# Is it better to not incite villagers to camp?



## Brobasaur (Nov 14, 2017)

So it seems like the villagers outside of camp offer requests faster than ones in my camp...so what's the point of inviting them?


----------



## Garrett (Nov 14, 2017)

Villagers in your camp will give you stuff hourly and you know that they're always there. For example, I'm low on cotton so I've put Tex and Maggie in my camp because they always give me lots of cotton, sometimes even just for saying hello. 

Unlike the travelling animals, villagers in your camp don't have to have a specific request for you to get items or money. Just say hi to them.


----------



## Brobasaur (Nov 14, 2017)

So really it is better to not have them there if you want to gain levels


----------



## Garrett (Nov 14, 2017)

I'll try to explain again.

Animals in your campsite will give you stuff and level up for you throughout the day.
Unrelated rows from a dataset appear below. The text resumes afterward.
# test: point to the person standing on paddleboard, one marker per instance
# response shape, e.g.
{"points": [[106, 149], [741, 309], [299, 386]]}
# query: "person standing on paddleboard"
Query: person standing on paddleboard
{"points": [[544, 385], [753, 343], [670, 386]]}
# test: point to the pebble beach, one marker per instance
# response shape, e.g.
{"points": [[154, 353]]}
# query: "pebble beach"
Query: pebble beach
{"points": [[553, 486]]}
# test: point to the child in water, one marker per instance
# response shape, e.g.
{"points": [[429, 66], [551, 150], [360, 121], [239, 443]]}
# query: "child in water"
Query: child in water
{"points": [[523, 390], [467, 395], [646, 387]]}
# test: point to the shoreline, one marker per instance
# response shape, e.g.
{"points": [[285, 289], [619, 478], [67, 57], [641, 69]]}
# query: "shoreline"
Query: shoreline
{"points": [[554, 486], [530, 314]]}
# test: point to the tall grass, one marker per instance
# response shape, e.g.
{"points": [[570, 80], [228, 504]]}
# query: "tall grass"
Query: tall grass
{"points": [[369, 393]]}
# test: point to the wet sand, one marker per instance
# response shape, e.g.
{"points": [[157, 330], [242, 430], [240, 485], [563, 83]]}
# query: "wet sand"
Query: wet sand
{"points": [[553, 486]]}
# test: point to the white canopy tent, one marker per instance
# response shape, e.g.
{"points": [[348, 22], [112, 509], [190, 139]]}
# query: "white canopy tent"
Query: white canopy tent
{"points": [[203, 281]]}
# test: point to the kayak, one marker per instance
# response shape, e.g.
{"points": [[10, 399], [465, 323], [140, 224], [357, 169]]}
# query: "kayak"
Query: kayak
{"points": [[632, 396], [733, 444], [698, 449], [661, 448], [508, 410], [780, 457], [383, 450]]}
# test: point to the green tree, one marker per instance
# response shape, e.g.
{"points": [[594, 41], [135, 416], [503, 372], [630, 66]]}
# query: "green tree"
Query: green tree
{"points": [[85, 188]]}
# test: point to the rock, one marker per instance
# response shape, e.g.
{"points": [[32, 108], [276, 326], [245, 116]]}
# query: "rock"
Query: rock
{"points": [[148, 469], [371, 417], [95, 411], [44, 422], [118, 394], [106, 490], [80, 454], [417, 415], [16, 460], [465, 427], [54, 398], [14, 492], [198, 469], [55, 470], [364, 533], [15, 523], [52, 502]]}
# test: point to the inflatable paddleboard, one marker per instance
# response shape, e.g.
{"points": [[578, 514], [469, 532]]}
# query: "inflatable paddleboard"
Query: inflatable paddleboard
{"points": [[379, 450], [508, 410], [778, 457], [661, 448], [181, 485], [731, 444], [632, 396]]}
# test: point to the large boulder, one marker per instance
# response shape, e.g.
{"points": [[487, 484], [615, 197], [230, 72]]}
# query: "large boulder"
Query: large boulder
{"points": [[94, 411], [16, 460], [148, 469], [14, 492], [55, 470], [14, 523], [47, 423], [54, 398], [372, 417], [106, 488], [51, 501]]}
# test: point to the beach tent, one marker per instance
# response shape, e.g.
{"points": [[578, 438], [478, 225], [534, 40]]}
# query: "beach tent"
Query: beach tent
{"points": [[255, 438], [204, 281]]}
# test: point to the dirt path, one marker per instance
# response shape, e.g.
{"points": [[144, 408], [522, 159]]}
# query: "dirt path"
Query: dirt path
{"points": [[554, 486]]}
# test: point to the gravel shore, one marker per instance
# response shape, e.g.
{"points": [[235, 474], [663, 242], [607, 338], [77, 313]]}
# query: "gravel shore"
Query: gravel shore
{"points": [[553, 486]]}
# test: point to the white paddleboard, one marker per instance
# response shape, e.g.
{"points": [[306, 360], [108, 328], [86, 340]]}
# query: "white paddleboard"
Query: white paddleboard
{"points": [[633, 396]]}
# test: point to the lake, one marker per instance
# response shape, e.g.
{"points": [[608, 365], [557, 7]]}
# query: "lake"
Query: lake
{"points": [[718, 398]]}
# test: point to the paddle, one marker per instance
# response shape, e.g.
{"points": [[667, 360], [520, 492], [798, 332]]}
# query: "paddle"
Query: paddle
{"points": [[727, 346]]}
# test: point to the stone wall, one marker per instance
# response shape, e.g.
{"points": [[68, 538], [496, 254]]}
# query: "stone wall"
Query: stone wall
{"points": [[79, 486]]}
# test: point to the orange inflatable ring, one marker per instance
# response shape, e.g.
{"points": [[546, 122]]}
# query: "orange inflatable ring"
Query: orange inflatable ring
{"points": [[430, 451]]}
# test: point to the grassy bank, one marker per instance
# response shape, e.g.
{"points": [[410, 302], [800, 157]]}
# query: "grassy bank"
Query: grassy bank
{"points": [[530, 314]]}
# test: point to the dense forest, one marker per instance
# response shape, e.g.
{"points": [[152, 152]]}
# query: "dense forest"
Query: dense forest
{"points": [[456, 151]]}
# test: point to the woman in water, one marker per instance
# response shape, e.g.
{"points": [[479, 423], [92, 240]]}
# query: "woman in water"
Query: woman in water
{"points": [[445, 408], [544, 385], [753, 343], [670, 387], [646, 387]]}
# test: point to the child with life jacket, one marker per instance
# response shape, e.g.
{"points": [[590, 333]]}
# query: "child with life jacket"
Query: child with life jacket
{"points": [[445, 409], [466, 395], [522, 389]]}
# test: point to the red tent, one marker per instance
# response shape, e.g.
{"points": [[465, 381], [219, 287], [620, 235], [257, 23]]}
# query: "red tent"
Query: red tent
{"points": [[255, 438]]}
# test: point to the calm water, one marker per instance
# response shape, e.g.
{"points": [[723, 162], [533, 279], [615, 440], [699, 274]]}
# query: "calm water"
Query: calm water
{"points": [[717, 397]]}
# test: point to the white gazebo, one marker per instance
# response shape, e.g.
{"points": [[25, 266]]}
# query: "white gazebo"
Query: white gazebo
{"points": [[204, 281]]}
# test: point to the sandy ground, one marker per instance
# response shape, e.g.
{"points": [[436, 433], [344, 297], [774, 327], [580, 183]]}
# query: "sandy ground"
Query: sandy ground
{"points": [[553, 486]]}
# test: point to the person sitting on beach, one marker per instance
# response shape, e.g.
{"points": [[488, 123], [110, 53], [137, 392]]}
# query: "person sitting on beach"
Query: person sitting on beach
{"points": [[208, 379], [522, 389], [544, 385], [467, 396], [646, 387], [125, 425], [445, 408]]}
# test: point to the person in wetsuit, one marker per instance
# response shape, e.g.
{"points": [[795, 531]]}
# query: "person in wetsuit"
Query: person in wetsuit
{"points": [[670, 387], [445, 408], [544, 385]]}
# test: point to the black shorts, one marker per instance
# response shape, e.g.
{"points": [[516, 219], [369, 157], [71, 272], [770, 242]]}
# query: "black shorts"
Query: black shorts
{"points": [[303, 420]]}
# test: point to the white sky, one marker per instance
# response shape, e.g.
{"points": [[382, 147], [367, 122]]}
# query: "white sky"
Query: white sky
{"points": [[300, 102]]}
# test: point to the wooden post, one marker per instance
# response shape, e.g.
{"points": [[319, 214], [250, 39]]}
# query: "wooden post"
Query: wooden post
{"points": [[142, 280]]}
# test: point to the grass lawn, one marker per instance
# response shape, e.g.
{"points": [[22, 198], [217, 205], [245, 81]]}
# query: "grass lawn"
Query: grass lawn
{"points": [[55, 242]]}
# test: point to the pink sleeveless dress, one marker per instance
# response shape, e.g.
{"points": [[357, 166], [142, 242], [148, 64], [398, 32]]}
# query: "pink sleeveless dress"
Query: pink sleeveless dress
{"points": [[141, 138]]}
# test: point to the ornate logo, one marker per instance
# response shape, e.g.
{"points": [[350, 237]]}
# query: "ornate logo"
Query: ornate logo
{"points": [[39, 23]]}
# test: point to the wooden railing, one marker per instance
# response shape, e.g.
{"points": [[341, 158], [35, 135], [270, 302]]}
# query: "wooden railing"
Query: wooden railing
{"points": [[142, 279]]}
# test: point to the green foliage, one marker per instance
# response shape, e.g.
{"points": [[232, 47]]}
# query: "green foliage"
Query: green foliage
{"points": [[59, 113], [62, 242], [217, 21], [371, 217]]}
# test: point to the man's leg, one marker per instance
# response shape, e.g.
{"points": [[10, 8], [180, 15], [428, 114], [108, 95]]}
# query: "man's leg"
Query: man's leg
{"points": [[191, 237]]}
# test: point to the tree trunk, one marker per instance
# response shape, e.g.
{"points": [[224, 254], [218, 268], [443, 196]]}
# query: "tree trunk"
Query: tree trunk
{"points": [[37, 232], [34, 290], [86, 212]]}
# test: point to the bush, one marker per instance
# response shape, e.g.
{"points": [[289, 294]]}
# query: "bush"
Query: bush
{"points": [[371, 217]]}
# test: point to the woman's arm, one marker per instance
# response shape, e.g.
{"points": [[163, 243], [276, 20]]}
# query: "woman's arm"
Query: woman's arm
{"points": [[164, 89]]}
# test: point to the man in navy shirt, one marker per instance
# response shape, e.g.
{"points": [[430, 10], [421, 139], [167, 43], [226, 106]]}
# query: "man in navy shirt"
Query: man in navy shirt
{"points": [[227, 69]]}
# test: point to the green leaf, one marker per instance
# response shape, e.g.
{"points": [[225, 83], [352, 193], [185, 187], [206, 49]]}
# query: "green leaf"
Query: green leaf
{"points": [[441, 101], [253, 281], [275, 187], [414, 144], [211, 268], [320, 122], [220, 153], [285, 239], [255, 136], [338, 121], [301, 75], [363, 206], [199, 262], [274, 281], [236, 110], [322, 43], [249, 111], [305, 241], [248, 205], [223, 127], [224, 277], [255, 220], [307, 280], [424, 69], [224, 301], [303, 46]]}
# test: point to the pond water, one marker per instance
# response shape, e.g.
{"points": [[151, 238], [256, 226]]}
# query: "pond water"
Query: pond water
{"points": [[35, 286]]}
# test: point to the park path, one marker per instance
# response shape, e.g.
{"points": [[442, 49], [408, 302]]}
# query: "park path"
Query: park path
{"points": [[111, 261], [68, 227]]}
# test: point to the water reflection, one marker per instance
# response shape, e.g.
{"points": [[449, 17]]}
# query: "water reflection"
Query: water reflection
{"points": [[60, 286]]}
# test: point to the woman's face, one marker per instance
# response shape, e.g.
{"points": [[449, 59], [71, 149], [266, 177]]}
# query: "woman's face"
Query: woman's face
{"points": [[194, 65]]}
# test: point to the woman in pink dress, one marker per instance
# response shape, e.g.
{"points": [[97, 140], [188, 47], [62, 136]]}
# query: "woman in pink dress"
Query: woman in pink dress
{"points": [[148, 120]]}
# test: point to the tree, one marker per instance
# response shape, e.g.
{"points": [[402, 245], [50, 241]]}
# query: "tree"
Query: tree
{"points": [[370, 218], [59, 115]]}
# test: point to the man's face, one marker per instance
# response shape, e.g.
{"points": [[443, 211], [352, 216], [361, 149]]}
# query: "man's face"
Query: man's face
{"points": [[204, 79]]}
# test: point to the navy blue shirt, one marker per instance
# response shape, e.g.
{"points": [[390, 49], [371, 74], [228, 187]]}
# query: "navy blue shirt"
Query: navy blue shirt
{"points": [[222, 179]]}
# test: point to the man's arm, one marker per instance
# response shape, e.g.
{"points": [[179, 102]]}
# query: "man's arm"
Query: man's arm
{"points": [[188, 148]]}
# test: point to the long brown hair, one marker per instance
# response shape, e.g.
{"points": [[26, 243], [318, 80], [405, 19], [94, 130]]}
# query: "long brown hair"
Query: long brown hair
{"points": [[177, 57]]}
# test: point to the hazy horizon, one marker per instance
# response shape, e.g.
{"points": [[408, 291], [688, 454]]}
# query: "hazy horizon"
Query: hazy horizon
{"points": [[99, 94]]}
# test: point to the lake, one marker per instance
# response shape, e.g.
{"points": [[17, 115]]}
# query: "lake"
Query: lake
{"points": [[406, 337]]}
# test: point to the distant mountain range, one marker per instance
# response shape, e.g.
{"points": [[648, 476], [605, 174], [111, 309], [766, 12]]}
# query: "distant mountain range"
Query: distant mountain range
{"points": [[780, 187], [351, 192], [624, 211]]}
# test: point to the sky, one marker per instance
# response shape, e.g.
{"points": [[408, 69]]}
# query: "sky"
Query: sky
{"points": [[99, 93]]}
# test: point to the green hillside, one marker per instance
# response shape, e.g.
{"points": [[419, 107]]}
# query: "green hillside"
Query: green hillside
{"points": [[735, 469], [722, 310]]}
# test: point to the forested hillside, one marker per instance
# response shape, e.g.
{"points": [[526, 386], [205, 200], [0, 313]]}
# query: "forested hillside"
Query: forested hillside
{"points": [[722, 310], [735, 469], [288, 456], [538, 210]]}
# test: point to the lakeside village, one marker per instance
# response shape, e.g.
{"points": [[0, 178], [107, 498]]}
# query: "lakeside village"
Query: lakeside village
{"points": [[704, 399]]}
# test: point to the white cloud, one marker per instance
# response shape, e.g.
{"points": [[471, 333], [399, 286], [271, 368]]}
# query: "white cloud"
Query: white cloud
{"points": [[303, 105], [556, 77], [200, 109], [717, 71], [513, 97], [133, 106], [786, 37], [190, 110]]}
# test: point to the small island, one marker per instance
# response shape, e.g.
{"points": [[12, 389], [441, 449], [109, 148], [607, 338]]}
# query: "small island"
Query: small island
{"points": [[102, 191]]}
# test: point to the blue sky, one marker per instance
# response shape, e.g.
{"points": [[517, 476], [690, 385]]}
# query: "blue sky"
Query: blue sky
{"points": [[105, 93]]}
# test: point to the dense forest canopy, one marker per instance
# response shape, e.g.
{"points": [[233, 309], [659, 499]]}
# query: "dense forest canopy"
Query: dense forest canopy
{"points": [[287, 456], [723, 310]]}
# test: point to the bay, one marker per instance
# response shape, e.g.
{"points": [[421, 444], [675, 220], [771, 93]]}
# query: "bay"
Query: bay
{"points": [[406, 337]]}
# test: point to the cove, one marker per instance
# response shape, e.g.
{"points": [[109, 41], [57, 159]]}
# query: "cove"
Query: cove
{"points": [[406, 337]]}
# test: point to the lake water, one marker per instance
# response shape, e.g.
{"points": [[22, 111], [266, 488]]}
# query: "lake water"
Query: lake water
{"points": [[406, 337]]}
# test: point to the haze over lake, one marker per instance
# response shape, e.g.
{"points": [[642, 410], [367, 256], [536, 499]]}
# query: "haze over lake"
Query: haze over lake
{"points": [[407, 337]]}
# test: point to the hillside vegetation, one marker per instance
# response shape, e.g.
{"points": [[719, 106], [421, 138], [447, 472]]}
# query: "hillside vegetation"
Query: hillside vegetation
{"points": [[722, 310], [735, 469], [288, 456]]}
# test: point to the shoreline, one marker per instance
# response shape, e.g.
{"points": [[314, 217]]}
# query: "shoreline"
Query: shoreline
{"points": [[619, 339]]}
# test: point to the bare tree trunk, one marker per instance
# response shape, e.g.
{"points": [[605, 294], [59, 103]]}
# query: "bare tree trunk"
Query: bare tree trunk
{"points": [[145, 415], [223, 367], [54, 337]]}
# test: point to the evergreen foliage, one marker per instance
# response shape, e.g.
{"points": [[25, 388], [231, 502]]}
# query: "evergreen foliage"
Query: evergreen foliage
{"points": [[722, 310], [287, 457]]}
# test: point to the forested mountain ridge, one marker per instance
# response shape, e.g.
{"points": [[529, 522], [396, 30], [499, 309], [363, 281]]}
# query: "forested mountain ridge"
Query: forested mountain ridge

Just talk to them regularly.


----------



## visibleghost (Nov 14, 2017)

Brobasaur said:


> So really it is better to not have them there if you want to gain levels



yeah if youre lucky and meet them a lot. it's still good to have villagers in your camp but you gain more friendship for finishing requests than from talking to them in your camp. i have unlocked all 40 villagers so i find that having villagers i want to level friendship with in my camp is useful but if you are at a lower level with fewer villagers i guess it'll be different.


----------